Themistocles

Plutarch

Plutarch. Plutarch's Lives, Vol. II. Perrin, Bernadotte, translator. Cambridge, MA: Harvard University Press; London: William Heinemann Ltd., 1914.

Again, when one of his fellow-generals who thought he had done some vast service to the city, grew bold with Themistocles, and began to compare his own services with his, With the Festival-day, said he, the Day After once began a contention, saying: Thou art full of occupations and wearisome, but when I come, all enjoy at their leisure what has been richly provided beforehand; to which the Festival-day replied: True, but had I not come first, thou hadst not come at all. So now, said he, had I not come at that day of Salamis, where would thou and thy colleagues be now?

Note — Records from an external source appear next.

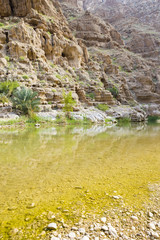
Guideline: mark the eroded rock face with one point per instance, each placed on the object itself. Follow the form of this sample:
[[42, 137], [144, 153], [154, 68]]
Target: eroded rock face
[[94, 32], [23, 7]]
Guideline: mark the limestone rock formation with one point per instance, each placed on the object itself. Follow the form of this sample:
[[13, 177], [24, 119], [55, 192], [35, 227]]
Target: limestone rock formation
[[95, 32], [85, 55]]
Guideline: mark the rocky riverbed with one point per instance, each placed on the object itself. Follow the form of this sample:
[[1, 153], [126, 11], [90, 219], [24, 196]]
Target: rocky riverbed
[[115, 223]]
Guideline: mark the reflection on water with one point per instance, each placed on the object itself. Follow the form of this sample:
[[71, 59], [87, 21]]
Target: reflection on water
[[76, 169]]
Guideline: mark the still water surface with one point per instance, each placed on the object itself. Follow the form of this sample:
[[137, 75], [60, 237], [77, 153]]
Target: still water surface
[[70, 170]]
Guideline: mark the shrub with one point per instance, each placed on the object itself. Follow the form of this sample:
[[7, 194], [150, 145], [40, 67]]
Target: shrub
[[1, 24], [69, 103], [7, 58], [90, 95], [3, 98], [25, 77], [26, 100], [8, 87], [102, 107], [114, 91]]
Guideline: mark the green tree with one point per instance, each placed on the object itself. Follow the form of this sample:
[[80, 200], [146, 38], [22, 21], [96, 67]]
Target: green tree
[[26, 100], [8, 87]]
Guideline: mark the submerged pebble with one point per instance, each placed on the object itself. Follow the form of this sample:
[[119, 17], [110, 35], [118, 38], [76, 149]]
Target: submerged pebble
[[52, 226]]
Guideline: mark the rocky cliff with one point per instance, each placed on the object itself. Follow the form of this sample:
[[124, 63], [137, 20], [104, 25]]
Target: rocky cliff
[[86, 55]]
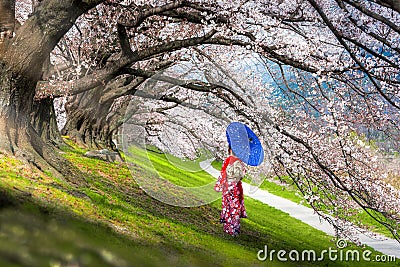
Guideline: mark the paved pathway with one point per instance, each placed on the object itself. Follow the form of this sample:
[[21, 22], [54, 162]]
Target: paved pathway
[[307, 215]]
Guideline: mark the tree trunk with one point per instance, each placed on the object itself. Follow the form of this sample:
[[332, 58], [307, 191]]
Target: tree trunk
[[28, 127], [88, 123], [7, 18]]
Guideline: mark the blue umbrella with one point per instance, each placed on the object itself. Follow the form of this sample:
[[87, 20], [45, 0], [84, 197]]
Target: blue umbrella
[[245, 144]]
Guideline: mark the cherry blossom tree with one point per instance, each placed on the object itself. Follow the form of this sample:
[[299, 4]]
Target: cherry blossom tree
[[334, 66]]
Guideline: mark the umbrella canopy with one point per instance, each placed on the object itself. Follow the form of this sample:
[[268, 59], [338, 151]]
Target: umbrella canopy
[[245, 143]]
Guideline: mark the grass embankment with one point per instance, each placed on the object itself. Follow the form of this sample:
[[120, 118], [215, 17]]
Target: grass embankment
[[285, 188], [112, 222]]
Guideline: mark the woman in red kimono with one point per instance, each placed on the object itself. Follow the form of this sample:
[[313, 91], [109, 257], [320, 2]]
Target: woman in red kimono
[[232, 196]]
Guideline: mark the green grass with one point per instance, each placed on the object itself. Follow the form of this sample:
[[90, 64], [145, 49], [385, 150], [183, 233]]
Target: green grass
[[113, 222], [285, 188]]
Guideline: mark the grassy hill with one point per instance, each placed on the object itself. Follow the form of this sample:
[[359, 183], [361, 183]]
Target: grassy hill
[[113, 222]]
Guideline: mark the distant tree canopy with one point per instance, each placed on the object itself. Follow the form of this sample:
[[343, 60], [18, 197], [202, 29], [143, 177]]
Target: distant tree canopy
[[335, 62]]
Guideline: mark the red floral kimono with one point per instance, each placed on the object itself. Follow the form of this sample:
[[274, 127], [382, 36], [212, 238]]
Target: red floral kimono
[[232, 200]]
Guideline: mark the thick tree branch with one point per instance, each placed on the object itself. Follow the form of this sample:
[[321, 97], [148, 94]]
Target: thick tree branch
[[103, 76]]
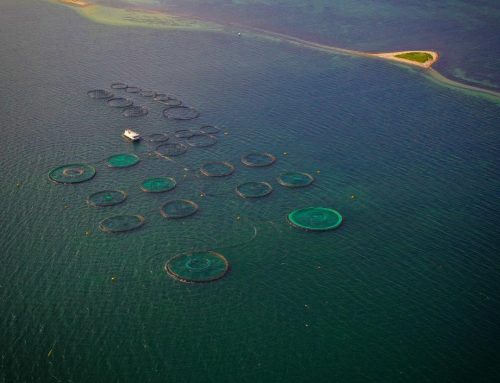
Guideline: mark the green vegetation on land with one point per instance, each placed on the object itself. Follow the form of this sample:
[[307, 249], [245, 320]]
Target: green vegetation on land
[[420, 57]]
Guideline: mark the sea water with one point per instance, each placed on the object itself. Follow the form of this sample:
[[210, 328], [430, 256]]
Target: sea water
[[405, 290]]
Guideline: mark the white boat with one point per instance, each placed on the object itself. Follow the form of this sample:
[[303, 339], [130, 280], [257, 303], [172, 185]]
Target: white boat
[[131, 135]]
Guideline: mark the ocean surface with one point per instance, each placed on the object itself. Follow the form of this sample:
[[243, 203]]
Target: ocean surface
[[406, 290], [465, 33]]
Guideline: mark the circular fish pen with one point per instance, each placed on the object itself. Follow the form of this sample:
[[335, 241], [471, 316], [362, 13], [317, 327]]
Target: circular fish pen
[[147, 93], [158, 184], [171, 102], [181, 113], [120, 102], [201, 140], [254, 189], [183, 133], [171, 149], [315, 218], [257, 159], [99, 94], [135, 111], [217, 169], [168, 100], [106, 198], [209, 129], [121, 223], [158, 137], [123, 160], [132, 89], [295, 179], [179, 208], [72, 173], [119, 85], [197, 267]]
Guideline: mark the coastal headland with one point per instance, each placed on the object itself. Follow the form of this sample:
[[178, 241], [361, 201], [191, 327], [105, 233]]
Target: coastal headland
[[138, 16], [76, 3]]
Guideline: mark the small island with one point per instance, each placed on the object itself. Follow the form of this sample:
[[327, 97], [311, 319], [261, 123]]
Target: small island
[[76, 3], [423, 59]]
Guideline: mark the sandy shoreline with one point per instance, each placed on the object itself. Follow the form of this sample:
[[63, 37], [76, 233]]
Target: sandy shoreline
[[77, 3], [392, 56], [178, 21]]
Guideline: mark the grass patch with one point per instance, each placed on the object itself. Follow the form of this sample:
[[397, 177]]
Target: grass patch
[[420, 57]]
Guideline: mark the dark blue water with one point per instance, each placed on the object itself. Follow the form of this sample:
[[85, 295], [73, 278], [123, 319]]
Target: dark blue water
[[405, 290], [466, 34]]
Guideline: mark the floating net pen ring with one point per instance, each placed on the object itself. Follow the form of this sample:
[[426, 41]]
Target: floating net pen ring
[[253, 189], [170, 102], [183, 133], [158, 137], [158, 184], [295, 179], [120, 102], [99, 94], [135, 111], [171, 149], [106, 198], [132, 89], [201, 140], [123, 160], [147, 93], [72, 173], [217, 169], [118, 85], [121, 223], [209, 129], [256, 159], [180, 113], [179, 208], [197, 267], [315, 218]]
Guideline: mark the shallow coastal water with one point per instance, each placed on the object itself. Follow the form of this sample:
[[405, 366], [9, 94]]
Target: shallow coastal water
[[405, 290], [466, 34]]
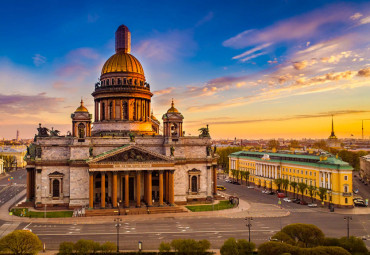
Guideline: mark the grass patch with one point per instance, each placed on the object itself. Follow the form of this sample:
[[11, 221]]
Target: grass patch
[[31, 214], [224, 204]]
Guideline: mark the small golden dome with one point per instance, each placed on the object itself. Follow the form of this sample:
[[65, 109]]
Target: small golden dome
[[122, 62], [81, 108], [172, 109]]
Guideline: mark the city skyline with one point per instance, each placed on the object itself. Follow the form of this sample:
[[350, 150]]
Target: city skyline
[[246, 71]]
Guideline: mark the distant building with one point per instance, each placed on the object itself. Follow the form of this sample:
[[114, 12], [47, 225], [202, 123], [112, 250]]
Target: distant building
[[18, 151], [333, 140], [365, 167], [325, 171]]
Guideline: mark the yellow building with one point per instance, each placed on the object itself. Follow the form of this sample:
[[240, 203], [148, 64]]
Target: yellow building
[[326, 171]]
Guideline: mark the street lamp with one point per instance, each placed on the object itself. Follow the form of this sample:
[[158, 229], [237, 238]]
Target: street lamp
[[348, 218], [249, 225], [118, 225]]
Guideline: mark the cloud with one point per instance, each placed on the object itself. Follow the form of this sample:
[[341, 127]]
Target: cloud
[[38, 59], [167, 47], [205, 19], [309, 25], [30, 104], [293, 117], [355, 16], [300, 65], [364, 72], [248, 52]]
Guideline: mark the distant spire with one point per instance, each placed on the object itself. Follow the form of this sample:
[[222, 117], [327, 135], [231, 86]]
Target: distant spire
[[123, 39]]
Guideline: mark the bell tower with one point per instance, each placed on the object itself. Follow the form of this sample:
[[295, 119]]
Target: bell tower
[[81, 122], [172, 123]]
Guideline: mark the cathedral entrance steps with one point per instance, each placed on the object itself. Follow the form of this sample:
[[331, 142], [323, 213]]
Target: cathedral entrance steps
[[134, 211]]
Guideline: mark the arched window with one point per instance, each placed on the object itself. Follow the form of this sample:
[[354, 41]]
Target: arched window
[[56, 188], [81, 130], [194, 184], [124, 110]]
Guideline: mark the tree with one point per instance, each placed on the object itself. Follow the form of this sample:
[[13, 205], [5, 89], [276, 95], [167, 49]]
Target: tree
[[285, 184], [278, 183], [302, 187], [311, 190], [240, 247], [66, 248], [294, 144], [294, 186], [305, 235], [9, 162], [322, 193], [321, 145], [21, 242], [273, 144]]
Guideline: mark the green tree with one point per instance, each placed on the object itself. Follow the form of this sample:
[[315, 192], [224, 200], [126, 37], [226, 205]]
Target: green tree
[[294, 186], [273, 144], [294, 144], [302, 188], [285, 184], [311, 190], [305, 235], [322, 193], [9, 162], [21, 242], [320, 145], [237, 247], [278, 182], [66, 248]]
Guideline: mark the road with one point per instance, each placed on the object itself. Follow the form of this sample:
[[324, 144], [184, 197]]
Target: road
[[152, 231]]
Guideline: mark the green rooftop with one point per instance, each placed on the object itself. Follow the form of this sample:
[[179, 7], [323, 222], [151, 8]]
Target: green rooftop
[[330, 161]]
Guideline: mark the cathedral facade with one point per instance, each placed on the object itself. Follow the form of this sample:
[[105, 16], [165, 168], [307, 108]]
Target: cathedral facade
[[119, 157]]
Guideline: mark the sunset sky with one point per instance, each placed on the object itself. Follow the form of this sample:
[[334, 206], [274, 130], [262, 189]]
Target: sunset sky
[[249, 69]]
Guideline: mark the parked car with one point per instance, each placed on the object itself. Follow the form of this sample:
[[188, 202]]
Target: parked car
[[220, 187], [312, 205]]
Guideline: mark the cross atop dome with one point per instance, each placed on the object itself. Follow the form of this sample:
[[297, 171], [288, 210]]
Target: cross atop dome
[[123, 39]]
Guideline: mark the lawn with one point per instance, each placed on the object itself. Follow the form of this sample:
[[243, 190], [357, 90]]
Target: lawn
[[224, 204], [32, 214]]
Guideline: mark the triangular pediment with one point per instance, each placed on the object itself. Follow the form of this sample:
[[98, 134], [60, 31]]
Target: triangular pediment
[[129, 154]]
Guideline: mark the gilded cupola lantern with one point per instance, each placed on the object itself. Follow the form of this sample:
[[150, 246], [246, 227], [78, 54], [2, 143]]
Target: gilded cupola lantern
[[81, 122], [172, 122]]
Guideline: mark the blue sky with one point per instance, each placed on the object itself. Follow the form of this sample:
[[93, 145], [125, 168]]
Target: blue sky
[[248, 68]]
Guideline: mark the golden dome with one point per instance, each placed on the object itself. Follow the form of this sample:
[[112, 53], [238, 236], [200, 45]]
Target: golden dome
[[122, 62], [172, 109], [81, 108]]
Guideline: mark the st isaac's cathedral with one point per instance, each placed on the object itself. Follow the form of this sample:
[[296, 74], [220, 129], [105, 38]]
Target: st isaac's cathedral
[[121, 159]]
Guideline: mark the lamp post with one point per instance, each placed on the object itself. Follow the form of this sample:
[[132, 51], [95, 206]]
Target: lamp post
[[249, 225], [118, 225], [348, 218]]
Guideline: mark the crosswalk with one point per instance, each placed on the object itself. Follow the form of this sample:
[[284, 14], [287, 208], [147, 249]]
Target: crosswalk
[[8, 227]]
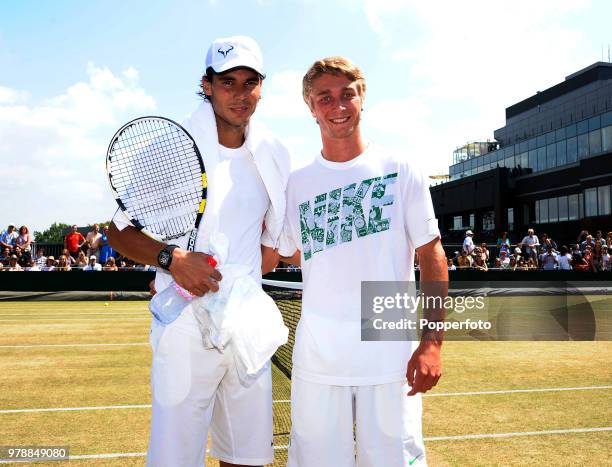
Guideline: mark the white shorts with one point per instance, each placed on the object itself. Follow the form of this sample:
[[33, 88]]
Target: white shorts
[[348, 426], [194, 389]]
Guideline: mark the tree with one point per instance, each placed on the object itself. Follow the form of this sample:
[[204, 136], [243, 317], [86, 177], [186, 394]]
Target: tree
[[53, 234]]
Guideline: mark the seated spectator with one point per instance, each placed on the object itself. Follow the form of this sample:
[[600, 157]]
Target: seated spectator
[[74, 241], [596, 262], [110, 265], [503, 241], [50, 264], [69, 258], [5, 256], [24, 239], [479, 263], [580, 262], [106, 251], [93, 264], [41, 259], [504, 260], [546, 241], [599, 238], [8, 238], [531, 243], [81, 260], [484, 252], [13, 265], [63, 264], [468, 242], [588, 242], [565, 259], [93, 240], [22, 258], [550, 261], [464, 261]]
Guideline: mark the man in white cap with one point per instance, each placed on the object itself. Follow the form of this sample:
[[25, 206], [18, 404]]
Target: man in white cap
[[468, 242], [195, 388], [93, 264]]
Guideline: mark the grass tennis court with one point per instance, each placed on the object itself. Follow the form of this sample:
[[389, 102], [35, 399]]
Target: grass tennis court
[[94, 360]]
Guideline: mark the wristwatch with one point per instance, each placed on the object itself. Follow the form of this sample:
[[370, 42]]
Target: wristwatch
[[164, 257]]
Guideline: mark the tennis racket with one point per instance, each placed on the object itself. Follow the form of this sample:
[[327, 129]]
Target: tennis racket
[[157, 175]]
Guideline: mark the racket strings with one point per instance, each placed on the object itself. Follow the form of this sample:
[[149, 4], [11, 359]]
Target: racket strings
[[158, 176]]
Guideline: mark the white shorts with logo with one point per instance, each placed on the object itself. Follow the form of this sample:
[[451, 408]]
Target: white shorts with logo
[[194, 389], [348, 426]]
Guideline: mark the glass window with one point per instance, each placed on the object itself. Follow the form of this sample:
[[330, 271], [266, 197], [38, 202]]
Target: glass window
[[594, 123], [541, 159], [583, 146], [532, 143], [551, 156], [563, 216], [603, 200], [574, 210], [553, 212], [561, 153], [543, 211], [606, 138], [533, 159], [590, 205], [560, 134], [595, 142], [572, 150]]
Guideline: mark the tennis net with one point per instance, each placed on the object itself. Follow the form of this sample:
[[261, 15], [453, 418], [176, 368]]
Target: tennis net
[[288, 298]]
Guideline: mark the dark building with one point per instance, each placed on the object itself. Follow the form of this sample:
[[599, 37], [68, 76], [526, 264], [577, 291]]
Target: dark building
[[550, 167]]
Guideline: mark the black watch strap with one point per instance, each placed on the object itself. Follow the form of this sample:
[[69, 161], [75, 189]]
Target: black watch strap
[[164, 257]]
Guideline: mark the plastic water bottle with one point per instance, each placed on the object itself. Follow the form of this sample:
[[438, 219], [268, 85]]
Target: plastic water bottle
[[168, 304]]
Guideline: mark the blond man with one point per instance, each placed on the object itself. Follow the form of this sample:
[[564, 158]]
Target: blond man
[[357, 213]]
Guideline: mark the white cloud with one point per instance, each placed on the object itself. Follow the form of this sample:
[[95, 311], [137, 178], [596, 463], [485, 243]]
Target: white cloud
[[465, 63], [282, 96], [56, 148]]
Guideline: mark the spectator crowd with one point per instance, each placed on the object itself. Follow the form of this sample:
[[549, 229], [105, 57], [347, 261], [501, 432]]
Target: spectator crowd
[[18, 252], [588, 253]]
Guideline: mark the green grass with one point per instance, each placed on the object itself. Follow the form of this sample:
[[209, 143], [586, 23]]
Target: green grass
[[45, 377]]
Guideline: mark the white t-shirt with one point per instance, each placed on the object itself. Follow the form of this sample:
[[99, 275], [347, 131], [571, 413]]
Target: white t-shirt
[[468, 244], [564, 262], [548, 260], [353, 221], [243, 204]]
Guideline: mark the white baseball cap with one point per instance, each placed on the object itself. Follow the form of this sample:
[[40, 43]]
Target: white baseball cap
[[227, 53]]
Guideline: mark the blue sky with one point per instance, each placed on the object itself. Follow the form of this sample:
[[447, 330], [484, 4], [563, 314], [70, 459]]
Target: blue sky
[[439, 74]]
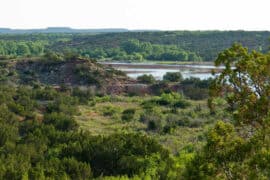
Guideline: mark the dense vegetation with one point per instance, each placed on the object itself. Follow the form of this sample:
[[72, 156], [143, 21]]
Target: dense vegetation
[[164, 46]]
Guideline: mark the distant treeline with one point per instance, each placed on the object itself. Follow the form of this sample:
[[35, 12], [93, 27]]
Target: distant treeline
[[162, 46]]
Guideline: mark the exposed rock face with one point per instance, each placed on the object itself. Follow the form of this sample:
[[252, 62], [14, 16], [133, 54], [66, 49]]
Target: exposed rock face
[[75, 73]]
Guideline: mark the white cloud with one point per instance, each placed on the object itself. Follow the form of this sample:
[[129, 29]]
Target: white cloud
[[137, 14]]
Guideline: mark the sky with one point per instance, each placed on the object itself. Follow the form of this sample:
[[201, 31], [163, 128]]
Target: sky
[[137, 14]]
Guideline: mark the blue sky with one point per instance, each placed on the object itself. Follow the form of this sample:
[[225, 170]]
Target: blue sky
[[137, 14]]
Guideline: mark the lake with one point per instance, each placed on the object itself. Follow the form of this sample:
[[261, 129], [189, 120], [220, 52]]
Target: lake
[[134, 70]]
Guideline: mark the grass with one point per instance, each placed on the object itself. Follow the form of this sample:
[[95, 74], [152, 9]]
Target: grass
[[98, 121]]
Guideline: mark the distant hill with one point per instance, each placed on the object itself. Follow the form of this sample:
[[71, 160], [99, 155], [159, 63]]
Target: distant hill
[[134, 45], [59, 30], [74, 73], [206, 44]]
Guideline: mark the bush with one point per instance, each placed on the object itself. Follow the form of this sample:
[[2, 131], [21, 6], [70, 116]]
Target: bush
[[147, 79], [173, 77], [128, 114], [60, 121]]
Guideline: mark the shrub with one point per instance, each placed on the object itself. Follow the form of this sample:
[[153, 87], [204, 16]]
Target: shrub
[[128, 114], [173, 77], [147, 79]]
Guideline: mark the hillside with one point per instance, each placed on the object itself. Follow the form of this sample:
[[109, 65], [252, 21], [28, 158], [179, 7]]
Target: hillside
[[78, 72], [206, 44], [187, 46]]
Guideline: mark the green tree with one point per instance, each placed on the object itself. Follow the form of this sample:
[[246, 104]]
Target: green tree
[[173, 77]]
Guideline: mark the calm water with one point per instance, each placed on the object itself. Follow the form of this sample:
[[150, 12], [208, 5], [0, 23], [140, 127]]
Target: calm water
[[134, 70]]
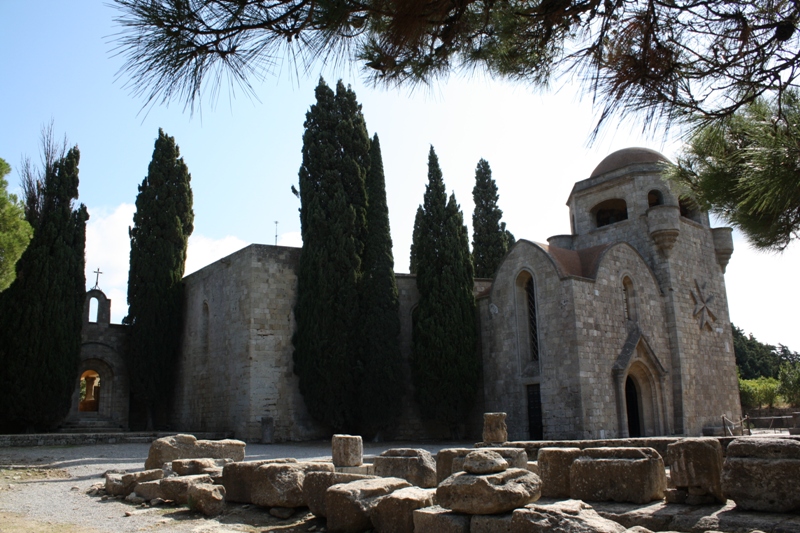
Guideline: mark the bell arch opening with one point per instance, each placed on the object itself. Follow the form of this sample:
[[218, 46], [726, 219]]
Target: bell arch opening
[[94, 309]]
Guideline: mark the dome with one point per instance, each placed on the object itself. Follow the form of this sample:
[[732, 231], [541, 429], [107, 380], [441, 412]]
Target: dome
[[627, 156]]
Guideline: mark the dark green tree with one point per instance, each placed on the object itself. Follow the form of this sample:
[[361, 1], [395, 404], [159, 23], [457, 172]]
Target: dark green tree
[[490, 238], [15, 232], [162, 225], [660, 58], [381, 386], [754, 359], [746, 169], [327, 345], [41, 312], [444, 362]]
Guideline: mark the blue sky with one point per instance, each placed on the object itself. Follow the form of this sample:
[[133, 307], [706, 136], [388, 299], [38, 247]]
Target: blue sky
[[58, 63]]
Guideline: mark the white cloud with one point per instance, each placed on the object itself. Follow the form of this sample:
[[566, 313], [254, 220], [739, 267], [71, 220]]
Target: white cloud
[[763, 293], [108, 248], [291, 238], [203, 250]]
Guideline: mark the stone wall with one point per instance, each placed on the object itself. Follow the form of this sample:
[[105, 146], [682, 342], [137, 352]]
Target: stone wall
[[236, 367], [701, 359], [236, 371], [507, 364], [102, 345]]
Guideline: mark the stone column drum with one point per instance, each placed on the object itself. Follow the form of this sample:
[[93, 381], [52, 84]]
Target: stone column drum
[[495, 430], [347, 450]]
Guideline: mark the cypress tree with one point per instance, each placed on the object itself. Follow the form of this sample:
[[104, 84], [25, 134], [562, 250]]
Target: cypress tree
[[15, 232], [41, 312], [162, 225], [333, 227], [381, 389], [445, 365], [490, 238]]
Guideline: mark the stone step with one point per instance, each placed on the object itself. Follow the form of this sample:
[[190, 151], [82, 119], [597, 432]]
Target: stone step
[[90, 425]]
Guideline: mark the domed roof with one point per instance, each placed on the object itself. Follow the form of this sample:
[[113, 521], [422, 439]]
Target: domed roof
[[627, 156]]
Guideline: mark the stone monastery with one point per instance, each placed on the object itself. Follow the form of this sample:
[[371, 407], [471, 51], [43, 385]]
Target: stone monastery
[[619, 329]]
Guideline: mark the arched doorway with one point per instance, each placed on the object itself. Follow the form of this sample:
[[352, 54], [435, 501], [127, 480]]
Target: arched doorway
[[89, 392], [632, 404]]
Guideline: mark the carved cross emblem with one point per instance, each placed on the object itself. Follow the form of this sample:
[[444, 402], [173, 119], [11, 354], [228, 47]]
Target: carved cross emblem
[[702, 305]]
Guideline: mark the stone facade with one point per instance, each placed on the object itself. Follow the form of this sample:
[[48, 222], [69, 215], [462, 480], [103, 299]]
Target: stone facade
[[619, 329], [631, 335], [101, 354], [236, 371]]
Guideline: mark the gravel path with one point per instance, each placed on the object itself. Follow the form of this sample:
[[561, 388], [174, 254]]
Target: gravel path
[[44, 489]]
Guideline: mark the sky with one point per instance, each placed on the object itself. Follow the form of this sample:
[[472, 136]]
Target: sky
[[58, 63]]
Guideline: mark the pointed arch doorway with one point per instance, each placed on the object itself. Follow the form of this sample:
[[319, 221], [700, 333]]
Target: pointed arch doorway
[[640, 383], [632, 405]]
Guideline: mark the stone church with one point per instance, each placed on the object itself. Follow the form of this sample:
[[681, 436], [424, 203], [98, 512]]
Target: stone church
[[619, 329]]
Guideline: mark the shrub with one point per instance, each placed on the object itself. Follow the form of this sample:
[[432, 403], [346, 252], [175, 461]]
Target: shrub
[[789, 383]]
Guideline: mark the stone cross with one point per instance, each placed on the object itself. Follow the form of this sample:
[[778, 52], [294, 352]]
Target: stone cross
[[97, 279]]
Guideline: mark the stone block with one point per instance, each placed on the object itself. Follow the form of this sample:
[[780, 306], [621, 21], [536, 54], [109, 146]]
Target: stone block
[[481, 462], [554, 465], [191, 467], [697, 463], [763, 474], [488, 494], [167, 449], [364, 470], [124, 484], [347, 450], [439, 520], [495, 430], [149, 490], [451, 460], [444, 462], [239, 478], [177, 488], [414, 465], [206, 498], [494, 523], [394, 513], [349, 505], [634, 475], [281, 485], [570, 516], [317, 483]]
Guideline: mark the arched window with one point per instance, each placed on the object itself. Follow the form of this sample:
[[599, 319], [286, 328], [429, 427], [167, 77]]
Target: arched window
[[204, 329], [533, 328], [654, 198], [90, 391], [629, 298], [610, 212], [94, 309], [527, 323]]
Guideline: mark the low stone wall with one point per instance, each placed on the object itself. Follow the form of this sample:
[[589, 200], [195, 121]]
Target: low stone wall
[[659, 444], [82, 439]]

Of his son, who lorded it over his mother, and through her over himself, he said, jestingly, that the boy was the most powerful of all the Hellenes; for the Hellenes were commanded by the Athenians, the Athenians by himself, himself by the boy’s mother, and the mother by her boy. Again, with the desire to be somewhat peculiar in all that he did, when he offered a certain estate for sale, he bade proclamation to be made that it had an excellent neighbor into the bargain. Of two suitors for his daughter’s hand, he chose the likely man in preference to the rich man, saying that he wanted a man without money rather than money without a man. Such were his striking sayings.